With Tubman about to be honored by having her face in Americans' wallets, it's easy to think that this is just another in what must have been a long string of honors for a much-lauded star of American history. But, the truth is, when Tubman died in her 90s in 1913, her death merited only a 132-word obituary on page nine of the New York Times — and a significant amount of the space is devoted to naming her male contemporaries.
Harriet Tubman Davis, an ex-slave, known as the "Moses of her people," who before the civil war took 300 slaves to Canada through her "underground railroad," died on Monday night at the home she founded for aged and indigent negroes at Auburn, N.Y. She was said to be 98 years old, and her death was caused by pneumonia.
Tubman's real achievements, however, go on for pages.
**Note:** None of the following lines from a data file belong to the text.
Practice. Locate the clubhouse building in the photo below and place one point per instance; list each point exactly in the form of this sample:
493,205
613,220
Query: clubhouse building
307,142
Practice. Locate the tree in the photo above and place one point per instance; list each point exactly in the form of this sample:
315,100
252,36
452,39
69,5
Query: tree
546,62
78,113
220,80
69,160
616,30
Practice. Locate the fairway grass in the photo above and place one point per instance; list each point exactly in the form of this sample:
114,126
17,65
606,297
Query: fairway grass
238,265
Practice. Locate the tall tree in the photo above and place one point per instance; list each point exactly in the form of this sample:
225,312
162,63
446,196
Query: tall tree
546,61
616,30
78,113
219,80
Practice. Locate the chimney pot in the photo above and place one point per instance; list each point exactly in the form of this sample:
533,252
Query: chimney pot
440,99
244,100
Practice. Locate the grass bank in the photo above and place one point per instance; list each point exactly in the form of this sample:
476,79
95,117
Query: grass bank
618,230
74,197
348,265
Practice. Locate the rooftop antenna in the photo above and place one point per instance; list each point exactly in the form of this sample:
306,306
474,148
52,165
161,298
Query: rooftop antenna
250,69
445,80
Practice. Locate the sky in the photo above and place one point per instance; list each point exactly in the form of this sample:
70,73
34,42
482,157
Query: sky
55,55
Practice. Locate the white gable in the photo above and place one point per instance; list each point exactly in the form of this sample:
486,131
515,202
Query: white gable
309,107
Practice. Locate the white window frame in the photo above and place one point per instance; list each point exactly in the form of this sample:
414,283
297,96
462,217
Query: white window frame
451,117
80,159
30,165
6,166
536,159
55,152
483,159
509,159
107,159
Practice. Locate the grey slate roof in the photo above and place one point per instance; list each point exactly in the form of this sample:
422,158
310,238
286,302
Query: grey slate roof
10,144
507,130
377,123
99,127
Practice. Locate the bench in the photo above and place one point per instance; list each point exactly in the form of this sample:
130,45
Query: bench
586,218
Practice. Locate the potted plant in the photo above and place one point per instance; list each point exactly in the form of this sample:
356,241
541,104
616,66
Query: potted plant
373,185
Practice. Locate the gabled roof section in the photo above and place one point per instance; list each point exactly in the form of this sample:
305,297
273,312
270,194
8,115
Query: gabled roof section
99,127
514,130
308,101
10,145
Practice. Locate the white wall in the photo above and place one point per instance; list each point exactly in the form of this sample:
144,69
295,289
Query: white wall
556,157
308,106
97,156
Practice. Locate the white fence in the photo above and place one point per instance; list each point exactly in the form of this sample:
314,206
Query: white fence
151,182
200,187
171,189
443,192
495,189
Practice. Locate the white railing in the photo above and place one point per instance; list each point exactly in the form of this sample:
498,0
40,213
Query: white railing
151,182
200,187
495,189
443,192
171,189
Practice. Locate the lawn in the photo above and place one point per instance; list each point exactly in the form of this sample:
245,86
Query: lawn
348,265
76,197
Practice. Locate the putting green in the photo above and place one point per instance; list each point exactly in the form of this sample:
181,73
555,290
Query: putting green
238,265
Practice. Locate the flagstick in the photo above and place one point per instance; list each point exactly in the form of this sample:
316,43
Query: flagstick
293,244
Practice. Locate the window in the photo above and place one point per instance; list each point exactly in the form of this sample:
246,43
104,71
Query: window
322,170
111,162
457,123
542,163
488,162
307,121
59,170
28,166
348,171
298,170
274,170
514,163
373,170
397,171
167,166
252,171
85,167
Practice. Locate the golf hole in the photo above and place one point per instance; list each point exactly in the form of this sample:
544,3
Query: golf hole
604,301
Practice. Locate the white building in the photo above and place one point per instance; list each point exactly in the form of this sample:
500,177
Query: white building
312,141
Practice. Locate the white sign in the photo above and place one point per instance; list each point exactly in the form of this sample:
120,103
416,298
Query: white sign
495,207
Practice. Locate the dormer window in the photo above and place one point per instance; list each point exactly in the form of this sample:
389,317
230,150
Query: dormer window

It seems that whoever wrote her obituary omitted a few things — like some basic biographical facts.
Tubman was born in Maryland "around 1820," according to a project by WGBH for PBS, as Araminta Ross, and later changed her name to Harriet.
But there are a wealth of other, more substantial details that belong in Tubman's final tribute.
1. She was born into slavery and suffered lifelong physical trauma due to an abusive overseer.
According to the Civil War Trust, when she was a child, Tubman was "hired out" and forced to labor for people who "proved to be particularly cruel and abusive to her." When she was a teenager, "Tubman blocked a doorway to protect another field hand from an angry overseer," according to WGBH, and was struck on the head, leaving her with a permanent head injury. She would have seizures, headaches and "unexpected episodes of narcolepsy," according to the National Women's History Museum, for the rest of her life.
2. She had to leave her family behind when she escaped.
In 1844, Tubman married a free man, John Tubman. About five years later, amid fears that she and her family were about to be sold and separated, she began planning an escape.
Eventually she left, by herself, and fled to Pennsylvania in 1849 via the Underground Railroad, a network of anti-slavery activists. According to PBS' God in America, Tubman later said of her first moments of freedom, "When I found that I crossed that line, I looked at my hands to see if I was the same person. There was such glory over everything; the sun came like gold through the trees, and over the fields, and I felt like I was in heaven."
3. She risked capture repeatedly, returning to Maryland at least 13 times.
Tubman would go on to risk re-enslavement again and again, returning to Maryland first to rescue members of her own family, and then to lead groups of enslaved people to free states. In total, she completed 13 freedom missions and rescued about 70 people, using, God in America reported, "an arsenal of deceptive tactics and tricks" to remain undercover.
4. She is said to have once jumped into action to save a fugitive slave, risking her own life.
According to 1869 biography Scenes from the Life of Harriet Tubman, while passing through Troy, New York, Tubman saw Charles Nalle, an escaped slave, being beaten by police officers. The story goes that she pulled them off of Nalle, saving his life, enduring beatings by the officers in the process.
5. She was part of one of the most famous slave revolts in history.
Tubman helped abolitionist John Brown plan his raid on Harpers Ferry. She also worked for the Union Army during the Civil War in many roles, including as a spy, and led soldiers and scouts in a raid that freed 700 enslaved people, according to God in America. Tubman was never paid for her service to the Union Army.
6. She married twice.
Tubman's second husband was Civil War veteran Nelson Davis, who was about 22 years younger than she was. The two lived in Auburn, New York, together with an adopted child, according to God in America.
7. She was part of the early women's rights movement.
Tubman became an active member of the women's suffrage movement, working with Susan B. Anthony.
8. She never became rich.
Despite her accomplishments, Tubman remained so poor that she once had to sell a cow to afford a train ticket to Boston to attend receptions in her honor, according to God in America.
As WGBH reported, Tubman once told fellow abolitionist Frederick Douglass, in her many trips to rescue people who were enslaved, she "never lost a single passenger."